I went to my first nutritional counselling appointment the other day, and my goodness. I'm not sure I've ever had anyone care so much about my bodily functions.
Don't get me wrong; I'm not complaining. I've had my share of ridiculous diagnoses and uncaring medical professionals. It's just that... I'm not used to someone listening when I complain about my health. It caught me off guard. He just looked so interested. So concerned. He made me realize that I have every right to worry, and that I shouldn't feel guilty about asking for answers.
I'm not used to this approach. Last time I tried to ask my doctor the same questions, she said, "One issue per visit."
Anyways. I left with a blood test to do (finger pricking and blood smearing etc. I haven't had the guts to do it yet), and a lengthy questionnaire to fill out. I need to document everything I eat for the next few weeks. Not only that, but I also need to keep track of:
- how much natural light I get
- my daily time spent doing a "relaxing or rejuvenating activity"

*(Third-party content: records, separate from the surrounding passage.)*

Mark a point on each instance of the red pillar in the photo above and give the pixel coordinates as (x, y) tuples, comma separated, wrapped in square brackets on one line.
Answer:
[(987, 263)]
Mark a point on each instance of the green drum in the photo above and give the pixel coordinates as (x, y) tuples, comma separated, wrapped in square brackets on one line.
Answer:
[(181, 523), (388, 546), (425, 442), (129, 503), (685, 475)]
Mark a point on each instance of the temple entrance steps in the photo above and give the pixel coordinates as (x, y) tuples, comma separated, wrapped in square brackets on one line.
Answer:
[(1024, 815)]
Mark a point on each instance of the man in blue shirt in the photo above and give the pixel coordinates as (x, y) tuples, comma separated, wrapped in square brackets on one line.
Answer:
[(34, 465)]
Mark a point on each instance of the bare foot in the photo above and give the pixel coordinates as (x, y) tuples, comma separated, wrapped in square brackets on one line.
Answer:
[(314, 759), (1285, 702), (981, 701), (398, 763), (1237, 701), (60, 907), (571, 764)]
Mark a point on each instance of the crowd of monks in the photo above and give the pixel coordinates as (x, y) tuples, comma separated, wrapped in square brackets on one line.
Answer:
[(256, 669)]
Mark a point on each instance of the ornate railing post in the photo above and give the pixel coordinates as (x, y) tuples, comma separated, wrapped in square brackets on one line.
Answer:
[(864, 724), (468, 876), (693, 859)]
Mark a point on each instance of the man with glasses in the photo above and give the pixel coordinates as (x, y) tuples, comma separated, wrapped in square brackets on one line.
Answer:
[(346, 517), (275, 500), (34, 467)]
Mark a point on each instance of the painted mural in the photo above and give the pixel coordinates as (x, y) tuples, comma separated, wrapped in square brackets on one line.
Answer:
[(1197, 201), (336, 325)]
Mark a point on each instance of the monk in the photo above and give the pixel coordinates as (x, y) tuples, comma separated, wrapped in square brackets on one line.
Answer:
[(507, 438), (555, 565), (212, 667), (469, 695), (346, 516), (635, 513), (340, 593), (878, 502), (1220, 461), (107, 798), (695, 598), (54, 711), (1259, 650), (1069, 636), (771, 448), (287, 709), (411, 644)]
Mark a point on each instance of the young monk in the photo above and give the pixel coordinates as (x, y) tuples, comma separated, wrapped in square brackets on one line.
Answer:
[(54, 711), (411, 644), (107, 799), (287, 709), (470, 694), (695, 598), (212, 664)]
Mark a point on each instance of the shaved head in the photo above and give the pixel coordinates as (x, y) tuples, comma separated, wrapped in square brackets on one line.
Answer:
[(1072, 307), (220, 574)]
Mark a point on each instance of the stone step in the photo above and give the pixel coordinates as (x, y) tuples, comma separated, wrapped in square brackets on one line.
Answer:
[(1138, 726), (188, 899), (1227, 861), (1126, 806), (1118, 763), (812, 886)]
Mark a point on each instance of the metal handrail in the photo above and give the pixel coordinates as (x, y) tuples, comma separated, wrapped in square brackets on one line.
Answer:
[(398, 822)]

- my "quality time spent with loved ones"
- my "time spent being creative in satisfying ways" (I kid you not!)
- what condiments I use (I read that wrong the first time through)
I feel like I have a pretty good diet, but when I got down to it, I'm missing a lot of other stuff. My creative time? Hah. It's the first thing to go these days. A rejuvenating activity? Does looking up videos of bulldogs count? And quality time with loved ones.... Lately, my Better Half studies for mid-terms, and I check my e-mail. Sometimes we check our e-mail together.

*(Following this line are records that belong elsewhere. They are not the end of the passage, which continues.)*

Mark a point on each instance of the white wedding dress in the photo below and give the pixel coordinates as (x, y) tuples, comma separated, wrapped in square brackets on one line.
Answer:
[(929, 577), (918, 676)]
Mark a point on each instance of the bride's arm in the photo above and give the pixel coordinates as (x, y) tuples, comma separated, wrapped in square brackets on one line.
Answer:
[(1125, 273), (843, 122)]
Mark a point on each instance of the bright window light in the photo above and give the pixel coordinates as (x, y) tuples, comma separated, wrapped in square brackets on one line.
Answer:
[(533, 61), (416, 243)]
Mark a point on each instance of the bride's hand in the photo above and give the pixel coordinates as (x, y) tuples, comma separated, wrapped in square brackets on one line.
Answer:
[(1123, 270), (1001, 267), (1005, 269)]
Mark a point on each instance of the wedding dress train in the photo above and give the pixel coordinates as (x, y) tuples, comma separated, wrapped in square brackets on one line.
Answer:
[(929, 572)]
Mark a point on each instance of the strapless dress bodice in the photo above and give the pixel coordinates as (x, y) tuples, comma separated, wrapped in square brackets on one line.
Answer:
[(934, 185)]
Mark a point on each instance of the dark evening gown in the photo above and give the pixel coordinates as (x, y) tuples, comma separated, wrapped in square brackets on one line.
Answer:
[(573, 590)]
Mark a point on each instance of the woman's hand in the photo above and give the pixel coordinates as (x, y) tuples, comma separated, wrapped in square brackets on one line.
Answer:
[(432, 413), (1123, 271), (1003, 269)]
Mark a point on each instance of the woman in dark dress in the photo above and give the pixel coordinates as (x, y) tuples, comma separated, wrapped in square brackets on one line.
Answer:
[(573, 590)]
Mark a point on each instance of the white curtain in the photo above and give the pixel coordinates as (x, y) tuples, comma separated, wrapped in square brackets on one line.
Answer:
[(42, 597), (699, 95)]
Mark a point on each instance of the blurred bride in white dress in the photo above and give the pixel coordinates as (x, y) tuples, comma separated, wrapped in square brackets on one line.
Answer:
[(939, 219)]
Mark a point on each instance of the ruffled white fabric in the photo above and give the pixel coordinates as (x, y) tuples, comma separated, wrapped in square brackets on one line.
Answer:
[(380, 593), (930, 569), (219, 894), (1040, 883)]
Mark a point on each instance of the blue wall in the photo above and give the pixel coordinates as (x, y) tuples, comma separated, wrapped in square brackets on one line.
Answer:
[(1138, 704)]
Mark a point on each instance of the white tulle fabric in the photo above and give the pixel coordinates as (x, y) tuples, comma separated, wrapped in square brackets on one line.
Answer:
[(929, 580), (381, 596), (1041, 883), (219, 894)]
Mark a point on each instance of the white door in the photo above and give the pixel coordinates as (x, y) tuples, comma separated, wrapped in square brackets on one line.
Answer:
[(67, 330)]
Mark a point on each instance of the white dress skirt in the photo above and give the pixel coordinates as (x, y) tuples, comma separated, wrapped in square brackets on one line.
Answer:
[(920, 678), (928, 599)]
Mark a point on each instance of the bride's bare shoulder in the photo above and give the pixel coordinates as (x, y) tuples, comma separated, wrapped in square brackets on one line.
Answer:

It's funny, but after seeing my own answers on paper, I'm inclined to make changes so that I don't look daft when my doctor goes over the results. Yesterday I got fifteen minutes of natural light. What the fuck? How is that even possible? I'll work on it, I promise.
I even brought fruit to work so that I would have something to fill in for "afternoon snack."
I guess putting in "The Toronto Star" doesn't count?